Open Analysis: Click on a session row to launch the Session Analysis popup, showing detailed summaries of each command executed.
Playback: Click the Play button to watch the full session recording in real time.
Download: Use the Download button to save session recording files locally for offline review.
When downloading session recording files locally, please note that these files will be unencrypted and may contain sensitive information.
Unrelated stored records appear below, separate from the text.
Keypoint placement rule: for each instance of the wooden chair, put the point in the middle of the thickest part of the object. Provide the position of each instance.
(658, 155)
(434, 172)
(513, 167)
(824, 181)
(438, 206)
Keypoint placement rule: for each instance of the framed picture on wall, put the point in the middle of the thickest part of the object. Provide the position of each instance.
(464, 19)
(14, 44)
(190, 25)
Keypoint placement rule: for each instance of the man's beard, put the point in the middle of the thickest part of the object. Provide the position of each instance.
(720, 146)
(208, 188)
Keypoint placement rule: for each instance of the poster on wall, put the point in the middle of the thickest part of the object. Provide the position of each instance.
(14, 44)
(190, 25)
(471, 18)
Ensure you store and handle these files securely according to your organization's data protection policies.
Notes
By default AI will make its best effort to classify commands into proper Risk Levels categories
Enable "Terminate Session" for a risk level if you wish to allow classified commands to trigger a session termination for the selected risk level
If you have specific pattern-matching keywords you may open the Exceptions popup to customize the risk level classification and policy on detection
Risk Classifications
KeeperAI will categorize commands into risk levels for threat detection:
Critical: Severe security threats requiring immediate action
High: Significant security concerns that should be addressed promptly
Medium: Potential security issues requiring monitoring
Low: Normal or benign behavior that does not require monitoring
SIEM Integration
KeeperAI automatically generates ARAM events for detected threats and resource configurations, enabling integration with your existing security workflow.
We recommend the following:
Set up Alerts to send realtime notifications upon the detection of a threat
Send all event logs to your connected SIEM provider
Review Efficiency
Privileged session review is traditionally a manual, time-intensive task: a reviewer watches session playback—often at or near real time—to identify the commands and actions that carry security or compliance significance. KeeperAI replaces full playback with a structured, per-command summary and risk classification, so reviewers read findings rather than watch footage.
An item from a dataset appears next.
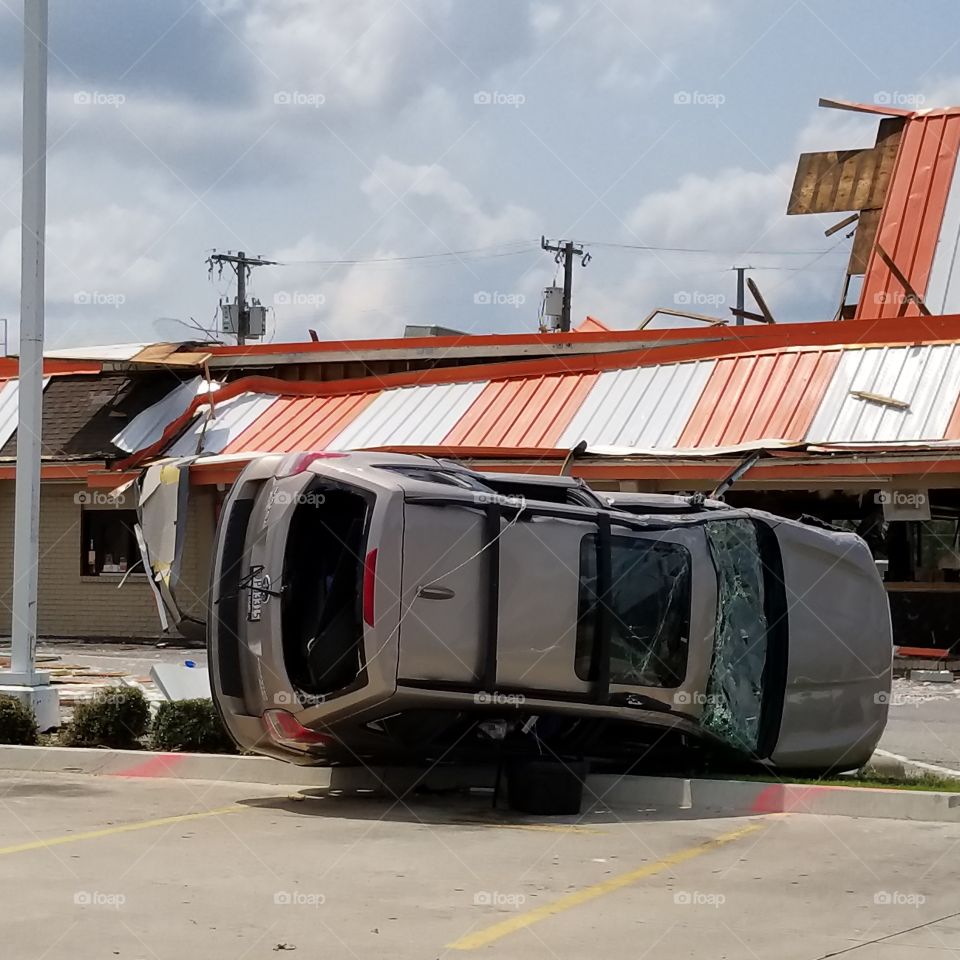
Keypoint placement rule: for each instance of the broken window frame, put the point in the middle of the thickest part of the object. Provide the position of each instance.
(745, 712)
The table below models the reviewer time required to assess a single recorded session, comparing manual playback against review of a KeeperAI summary.
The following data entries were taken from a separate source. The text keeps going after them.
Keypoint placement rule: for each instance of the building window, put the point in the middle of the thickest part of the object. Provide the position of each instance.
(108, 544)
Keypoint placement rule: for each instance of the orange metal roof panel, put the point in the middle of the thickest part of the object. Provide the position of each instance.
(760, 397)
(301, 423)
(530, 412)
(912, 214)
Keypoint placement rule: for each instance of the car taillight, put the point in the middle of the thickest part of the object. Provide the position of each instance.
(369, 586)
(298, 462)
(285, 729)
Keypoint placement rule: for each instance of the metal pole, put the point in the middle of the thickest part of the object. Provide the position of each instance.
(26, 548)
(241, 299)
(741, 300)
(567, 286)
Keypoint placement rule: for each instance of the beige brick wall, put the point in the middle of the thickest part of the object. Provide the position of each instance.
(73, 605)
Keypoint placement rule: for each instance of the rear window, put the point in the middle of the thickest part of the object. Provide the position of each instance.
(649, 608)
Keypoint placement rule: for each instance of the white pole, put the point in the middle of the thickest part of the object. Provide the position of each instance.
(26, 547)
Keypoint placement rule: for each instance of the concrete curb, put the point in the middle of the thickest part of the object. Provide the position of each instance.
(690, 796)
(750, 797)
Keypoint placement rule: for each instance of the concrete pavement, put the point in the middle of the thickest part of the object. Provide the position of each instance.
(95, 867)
Manual playback (real time)
~30 min
1:1 with session duration
Manual playback (accelerated 1.5–2×)
~15–20 min
Faster playback, with pauses to inspect commands
KeeperAI summary review
~1–3 min
Read per-command findings and risk levels
Under this model, KeeperAI represents an estimated 85–95% reduction in reviewer time per session relative to accelerated manual playback, with the proportional savings increasing as session length grows.
Methodology. These figures are an analytical estimate, not a measurement of customer environments. Consistent with Keeper's zero-knowledge architecture, Keeper does not inspect customer session contents or reviewer behavior. The model assumes (1) manual review time scales linearly with session duration, (2) accelerated playback yields a 1.5–2× speed-up net of pauses, and (3) summary review time is approximately constant per session regardless of length. Actual results vary with session length, command density, reviewer practice, and organizational policy.
Why the savings scale
Manual review time grows with session duration: a 2-hour session takes roughly four times as long to watch as a 30-minute one. KeeperAI summary review grows with the number of significant commands, not wall-clock length, so the longer and more idle-heavy the session, the larger the proportional time saving.
FAQ
Q: Can I use my own LLM model with KeeperAI?
A: Yes, KeeperAI supports any provider implementing the OpenAI /chat/completions API endpoint
Q: Does KeeperAI work in real-time? A: Yes, KeeperAI analyzes privileged sessions in real-time after each user entry and saves completed session recordings and analysis in encrypted files for later review.
Q: How does KeeperAI handle sensitive information? A: KeeperAI stores session recordings and analysis in encrypted files. These files can only be decrypted by the customer who has privilege to view session recordings. In a future release, KeeperAI will include enhanced Personally Identifiable Information (PII) detection with options to remove PII before sending to the LLM or remove PII from LLM responses.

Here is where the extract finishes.